Can you hear it? It’s been over 60 years since I last heard it, but as clear as the sound of winter waves that pound the shore, I can hear Grandpa’s steady, dub, dub, dub, dub, strong heartbeat.
Can you hear it? It’s been decades since it creaked along, but as clear as the sound of the barn owl high in the pine trees on a humid summer night, I can hear the squeal, screech, squeal, screech, of Granny’s porch swing.
Can you hear it? It’s been years of discarded calendars since it rang, but as clear as the sound of the wind whipping up autumn leaves in my childhood cul-de-sac, I can hear the tingle-a-ling come-on-along, tingle-a-ling, come-on-along of Mrs. Valentine’s silver bell ringing us back together after fifth-grade recess.
Listening is only Part One of hearing. Interpreting meaning is Part Two.
My Grandpa’s heartbeat meant, dub, dub, dub, dub, you are safe, you are wanted here. You are protected in my ancient arms, snuggled in tight to the robust barrel of my chest, snuggled in tight by my love for you. Come on, darling granddaughter, adventure more into the world of being the apple of this grandparent’s eye.
My Granny’s porch swing creaks meant, squeal, screech, squeal, screech, you are delightful and welcomed right here. You are delighted over on this dark green swing where I bring you tart-sweet homemade lemonade and butter-yellow sugar cookies, always with one crisp pecan at the center. Come adventure, beautiful granddaughter, into more… into the world of being loved just because you are you.
Mrs. Valentine’s silver bell rings meant, tingle-a-ling, come-on-along, tingle-a-ling, come-on-along, you are full of possibilities. You are full of potential where I set up races and free spaces outdoors and teach and laugh with you indoors. Come adventure, wonder-filled learner, into the more of the world and its words, writing begins to grow within my safe classroom.
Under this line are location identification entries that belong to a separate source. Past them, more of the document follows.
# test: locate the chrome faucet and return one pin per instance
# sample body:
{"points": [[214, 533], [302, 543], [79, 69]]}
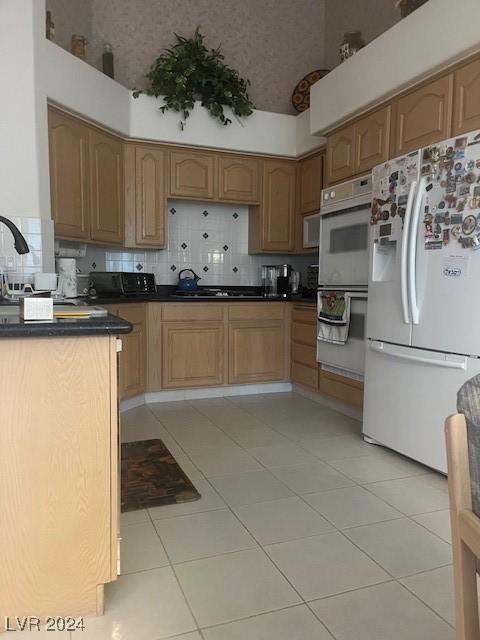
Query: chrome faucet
{"points": [[21, 245]]}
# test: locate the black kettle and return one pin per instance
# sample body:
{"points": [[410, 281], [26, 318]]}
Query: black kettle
{"points": [[188, 281]]}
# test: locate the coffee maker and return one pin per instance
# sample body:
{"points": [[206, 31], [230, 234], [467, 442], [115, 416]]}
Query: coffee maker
{"points": [[280, 281]]}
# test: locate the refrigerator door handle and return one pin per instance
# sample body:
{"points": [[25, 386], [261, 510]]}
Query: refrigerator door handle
{"points": [[381, 347], [404, 255], [412, 252]]}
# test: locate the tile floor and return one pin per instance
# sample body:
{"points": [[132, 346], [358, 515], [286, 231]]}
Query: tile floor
{"points": [[303, 532]]}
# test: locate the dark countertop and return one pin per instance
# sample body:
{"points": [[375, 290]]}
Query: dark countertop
{"points": [[167, 293], [12, 326]]}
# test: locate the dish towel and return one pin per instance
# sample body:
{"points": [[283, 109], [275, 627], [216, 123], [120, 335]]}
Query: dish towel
{"points": [[334, 317]]}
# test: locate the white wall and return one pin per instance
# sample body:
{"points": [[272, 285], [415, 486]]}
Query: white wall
{"points": [[435, 35], [24, 187], [71, 83]]}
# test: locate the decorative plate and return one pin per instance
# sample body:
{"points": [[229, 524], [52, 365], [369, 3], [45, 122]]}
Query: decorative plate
{"points": [[301, 93]]}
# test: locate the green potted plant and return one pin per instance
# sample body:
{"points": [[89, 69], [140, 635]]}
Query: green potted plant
{"points": [[190, 71]]}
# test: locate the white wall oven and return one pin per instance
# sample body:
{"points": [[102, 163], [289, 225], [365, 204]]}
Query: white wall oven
{"points": [[344, 231], [347, 359], [343, 268]]}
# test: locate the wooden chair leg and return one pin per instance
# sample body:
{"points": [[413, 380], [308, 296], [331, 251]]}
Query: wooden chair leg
{"points": [[466, 597]]}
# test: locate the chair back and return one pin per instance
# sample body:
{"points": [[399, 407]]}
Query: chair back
{"points": [[468, 403]]}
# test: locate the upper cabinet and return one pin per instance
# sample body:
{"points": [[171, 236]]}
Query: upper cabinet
{"points": [[372, 140], [68, 138], [106, 188], [272, 225], [340, 154], [357, 148], [310, 183], [466, 110], [238, 179], [423, 116], [145, 196], [192, 175]]}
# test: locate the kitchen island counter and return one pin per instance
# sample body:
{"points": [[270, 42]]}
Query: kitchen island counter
{"points": [[13, 326]]}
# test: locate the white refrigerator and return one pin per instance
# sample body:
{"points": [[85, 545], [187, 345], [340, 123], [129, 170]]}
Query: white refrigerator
{"points": [[423, 323]]}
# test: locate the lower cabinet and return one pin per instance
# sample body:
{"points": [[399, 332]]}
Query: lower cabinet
{"points": [[58, 489], [193, 354], [304, 340], [256, 351], [191, 345], [343, 389], [132, 361]]}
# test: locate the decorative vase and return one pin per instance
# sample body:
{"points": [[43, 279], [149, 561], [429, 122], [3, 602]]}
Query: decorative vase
{"points": [[352, 42], [79, 46]]}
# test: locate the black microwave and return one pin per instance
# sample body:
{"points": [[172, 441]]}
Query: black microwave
{"points": [[120, 283]]}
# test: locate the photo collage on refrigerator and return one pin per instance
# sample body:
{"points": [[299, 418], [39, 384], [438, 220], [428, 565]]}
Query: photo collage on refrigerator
{"points": [[452, 205], [390, 189]]}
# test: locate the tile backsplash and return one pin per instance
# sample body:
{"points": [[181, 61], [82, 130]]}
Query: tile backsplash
{"points": [[38, 233], [210, 238]]}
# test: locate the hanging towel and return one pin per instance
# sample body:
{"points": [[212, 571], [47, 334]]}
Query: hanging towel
{"points": [[334, 317]]}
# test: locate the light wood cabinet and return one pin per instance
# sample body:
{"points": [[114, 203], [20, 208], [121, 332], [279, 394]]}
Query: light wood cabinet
{"points": [[59, 479], [341, 388], [192, 175], [341, 155], [106, 188], [192, 354], [132, 373], [256, 351], [423, 116], [310, 183], [145, 196], [238, 179], [154, 346], [69, 188], [466, 109], [304, 369], [272, 225], [372, 140]]}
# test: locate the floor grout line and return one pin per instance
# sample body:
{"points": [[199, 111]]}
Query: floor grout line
{"points": [[295, 494]]}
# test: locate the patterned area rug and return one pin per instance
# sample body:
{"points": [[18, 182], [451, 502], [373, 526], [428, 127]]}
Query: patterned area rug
{"points": [[151, 477]]}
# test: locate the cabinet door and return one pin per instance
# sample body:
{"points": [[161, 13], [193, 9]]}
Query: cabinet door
{"points": [[340, 155], [193, 354], [145, 196], [192, 174], [423, 116], [310, 184], [132, 357], [466, 110], [106, 185], [278, 206], [238, 179], [372, 140], [256, 352], [69, 175], [344, 389]]}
Can you hear it? Over the years or just yesterday, like me, you’ve probably heard interior whispers from God.
Sometimes it’s a word that absolutely delights you. Other times, it’s a word or image that brings you to fragile tears. Convictions arise. Confessions tumble forth. Deeper healing kindly soothes the ragged wounds of your heart.
Sometimes, silence as God’s response sounds a bit like “Um, I think I’m forgotten. I must not be important. I’m not even sure I’m heard.”
Do I allow God to interpret that silence?
What if it is the case that in those quiet stretches of too-long-waiting when He seems to be saying, “Not yet,” what if that is where He is forming something more magnificent than my envisioned answers could begin to ask or imagine?
Sometimes, I’m Peter, looking sideways at John, while my Risen Friend Jesus grills fish for our breakfast. I’m contentious and discontent, jealous, undeniably immature. I’m wondering what John did to deserve something that hasn’t even happened while already writing my script with negatives as the main event.
Yet, am I able, instead, to turn my gaze, my hearing to His heartbeat for me? Can I listen to His interpretation of this season of my life with no comparisons to what Jesus is up to for another?
Am I letting God translate the pauses, the disappointments, the desert sojourn? Or am I simply mistranslating His long-long-long view for me?
Listening requires interior attention to lead to external changes.
Interpretation requires interior attention to lead to external changes.
Can you hear it?
May we listen longer than we speak. May we hear well the interpretation of the heart of our good Father.
May we find ourselves inquisitively leaning in for His Kingdom language to be the interpretation our heart’s movements.